Poultry liver cooked

9.1

Soy flour

9.0

Wheat germ

9.0

Veal liver cooked

8,0

Raw lens, dry

7,6

Mold cooked

7,3

Beef heart cooked

7.0

Pistache

7.0

Country pate

6.1

Egg yolk

5.7

Muesli

5.6

Beef, roast

4.5

This term includes several types of substances such as cellulose, hemi-celluloses, pectins, gums, mucilages or lignin, which have in common their very low digestibility. While representing a certain volume the fibers do not bring any calories.

They are found in the bran of whole grains, in certain legumes (beans) and some fruits (red berries, apples).

Dietary fiber in foods improves intestinal transit and prevents constipation. Fiber is recommended for diabetics because it improves the digestion of sugars. Studies have shown the preventive effect of fibers on atherosclerosis by increasing cholesterol elimination. The protective effect of fibers on the appearance of colon cancer has also been demonstrated.

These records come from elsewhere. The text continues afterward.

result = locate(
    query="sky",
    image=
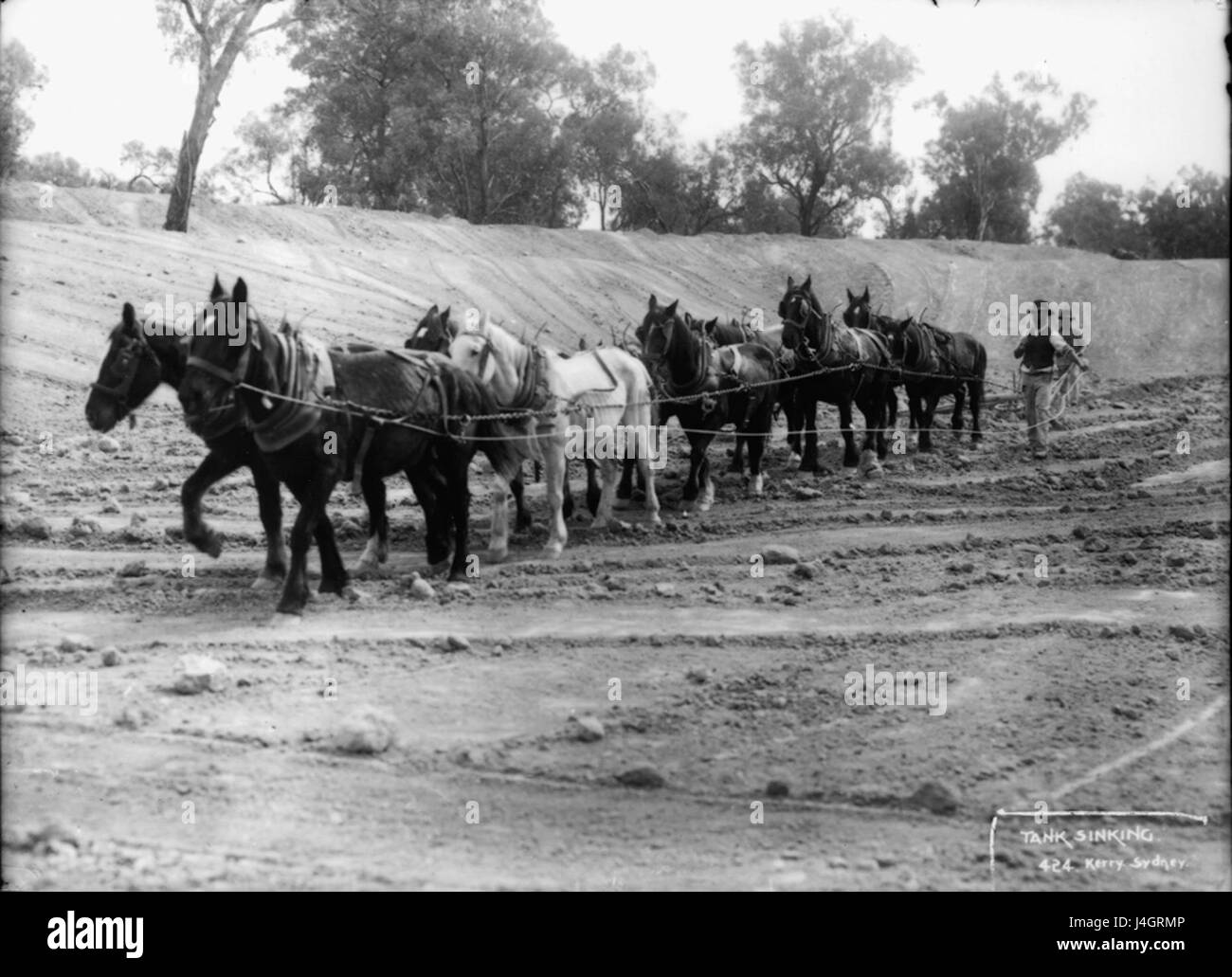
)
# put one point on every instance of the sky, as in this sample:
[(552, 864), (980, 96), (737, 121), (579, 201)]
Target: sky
[(1156, 69)]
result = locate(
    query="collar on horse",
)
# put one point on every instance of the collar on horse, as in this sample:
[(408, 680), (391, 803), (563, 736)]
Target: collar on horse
[(817, 356), (533, 390), (119, 392), (702, 369)]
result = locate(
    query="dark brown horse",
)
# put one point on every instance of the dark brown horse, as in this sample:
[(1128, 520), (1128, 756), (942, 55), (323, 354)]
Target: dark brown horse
[(315, 443), (135, 366), (935, 362), (857, 365), (434, 334), (734, 332), (713, 386)]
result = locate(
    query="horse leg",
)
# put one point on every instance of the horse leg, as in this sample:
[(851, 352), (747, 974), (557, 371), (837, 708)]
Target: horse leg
[(456, 467), (915, 411), (927, 413), (377, 549), (698, 444), (645, 473), (976, 393), (891, 419), (850, 456), (873, 409), (610, 472), (311, 495), (333, 571), (795, 423), (737, 466), (498, 534), (524, 517), (592, 491), (625, 489), (430, 489), (269, 501), (214, 466), (808, 424), (554, 471), (760, 436)]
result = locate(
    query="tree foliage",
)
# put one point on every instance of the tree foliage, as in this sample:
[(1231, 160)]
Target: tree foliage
[(984, 161), (20, 75), (818, 105)]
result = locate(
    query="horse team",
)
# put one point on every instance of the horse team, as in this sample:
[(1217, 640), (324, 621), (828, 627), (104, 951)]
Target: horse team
[(295, 413)]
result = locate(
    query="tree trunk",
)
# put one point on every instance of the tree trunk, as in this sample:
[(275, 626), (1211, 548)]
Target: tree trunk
[(210, 79)]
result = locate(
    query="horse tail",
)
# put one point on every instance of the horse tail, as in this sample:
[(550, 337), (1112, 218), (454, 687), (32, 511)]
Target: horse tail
[(977, 386)]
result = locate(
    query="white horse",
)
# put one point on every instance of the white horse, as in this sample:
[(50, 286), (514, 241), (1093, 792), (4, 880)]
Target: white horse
[(605, 386)]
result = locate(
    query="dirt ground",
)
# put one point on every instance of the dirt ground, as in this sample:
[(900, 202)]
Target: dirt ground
[(357, 750)]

The consumption of dietary fiber, which was very important in the past, has greatly diminished with the evolution of modern urban food: more meats, more white flour and lipids and less cereals and pulses Br>

In order to preserve a good physiological balance, it is recommended to consume 30 to 35 g of fiber in the diet per day, ie 150 to 200 g of cooked green vegetables or 150 to 200 g of raw vegetables or 150 to 200 g of fruit, the remainder Being supplied by whole or enriched cereals in bran and by legumes.

The fibers in legumes can cause abdominal bloating and flatulence in some people. One can then recommend the consumption of cooked green vegetables whose fibers are more digestible (leeks, celery) and advise to cook the vegetables dry for a long time with a seasoning low in lipids.

Foods high in fiber (g / 100g)

Breakfast type "All-bran"

27,0

Dried coconut

23,5

Yeast food

22.0

White raw bean, dry

21,0

Fig, dry

18,5

Wheat germ

16,8

Dry Prune

16.0

Fruit of the passion

15,9

Rye flour

15.3

Almond

15,0

Fresh coconut

13,6

Lens dry raw

11.7

Soy flour

11.6

Sesame

11.0

Whole wheat flour

9.0

Dry date

8,7

Complete bread

8,5

Grilled peanut, salted

8,4

Grated horseradish

8,3

Currant

8,3

Wheat puffed

8,0

White bean, cooked

8,0

Oat flake

7.0

Chestnut

6,8

Cooked peas

6.1

Trace element that attaches to the enamel of the teeth and makes them much more resistant to the attacks of plaque bacteria. There is not at all in food and a small amount in drinking water and table salt.

It must therefore be given as a supplement to the child throughout the period of tooth formation, in the prevention of dental caries. Later it is brought locally by toothpastes and other products for oral use.

Fluoride may be toxic if absorbed in excessive quantities.

A technique for improving the nutritional value of a food or a food by the addition of nutrients missing or present in an insufficient quantity in that food.